On Sept. 19, 2013, Peace and Conflict Studies hosted a special event in celebration of the International Day of Peace, 125 years of peace and conflict studies at Swarthmore College, and the start of the College's sesquicentennial. This event invloved a talk by Mary Walton, author of A Woman's Crusade: Alice Paul and the Battle for the Ballot.
A New Jersey Quaker and pioneer in non-violent resistance, Alice Paul, Class of 1905, was the leader of the militant wing of the suffrage movement from 1913 to 1920. Her story was a David-and-Goliath struggle to convince a reluctant Congress and a stubborn president to give women the vote. Paul and her followers were the first people to picket the White House. They were arrested, thrown in jail, brutalized, and force fed when they went on hunger strikes.
In 1913, Mabel Vernon, Class of 1906, gladly gave up teaching to join her college friend and worked full time for the Congressional Union. From that time on, Vernon devoted her life to suffrage and other causes. In 1916, Vernon stood up in a full auditorium and heckled President Woodrow Wilson as he spoke about democracy. Vernon picketed the White House and was among the first suffragists to go to jail.

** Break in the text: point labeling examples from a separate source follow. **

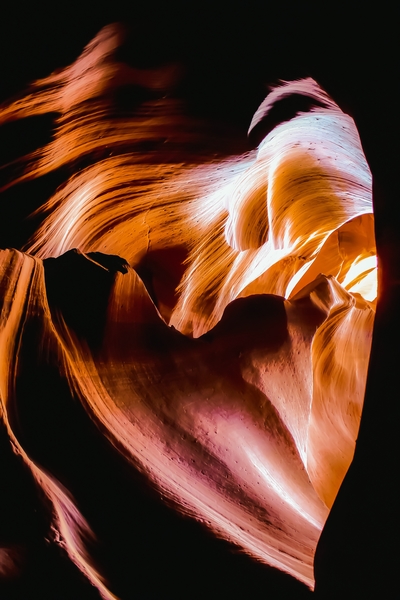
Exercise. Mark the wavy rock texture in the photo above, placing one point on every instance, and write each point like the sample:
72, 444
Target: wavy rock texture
225, 355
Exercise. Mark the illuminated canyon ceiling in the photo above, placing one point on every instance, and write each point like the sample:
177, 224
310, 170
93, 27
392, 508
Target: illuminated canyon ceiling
211, 310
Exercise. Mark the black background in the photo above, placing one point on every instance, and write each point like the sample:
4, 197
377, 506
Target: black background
230, 56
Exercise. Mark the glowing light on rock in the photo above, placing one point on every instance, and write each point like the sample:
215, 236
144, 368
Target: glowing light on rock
240, 314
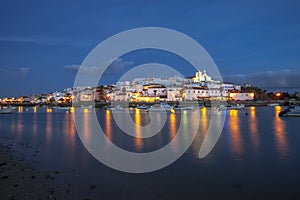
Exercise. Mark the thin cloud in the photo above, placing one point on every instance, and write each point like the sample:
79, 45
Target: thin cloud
23, 71
113, 68
284, 79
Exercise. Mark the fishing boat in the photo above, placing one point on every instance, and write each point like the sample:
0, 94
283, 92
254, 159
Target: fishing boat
291, 111
161, 107
118, 107
232, 107
273, 104
86, 106
6, 110
142, 107
184, 108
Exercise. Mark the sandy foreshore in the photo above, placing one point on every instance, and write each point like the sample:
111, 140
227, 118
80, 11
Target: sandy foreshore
21, 178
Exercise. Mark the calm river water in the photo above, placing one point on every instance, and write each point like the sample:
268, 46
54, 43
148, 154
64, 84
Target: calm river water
256, 157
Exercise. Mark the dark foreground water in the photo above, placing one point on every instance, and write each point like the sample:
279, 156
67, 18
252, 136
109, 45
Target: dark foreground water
256, 157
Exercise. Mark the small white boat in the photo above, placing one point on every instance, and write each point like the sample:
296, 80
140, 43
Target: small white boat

Walton is the author of four previous works of nonfiction. She was a reporter for the Philadelphia Inquirer, where she wrote more than 100 magazine stories as a staff writer for theSunday Inquirer Magazine. Walton has also written for the New York Times, Washingtonian, Washington Monthly, and the American Journalism Review. After graduating from Harvard University and a turn at social work and community organizing, Walton began her journalism career in 1969 as a reporter for the Charleston (WV) Gazette.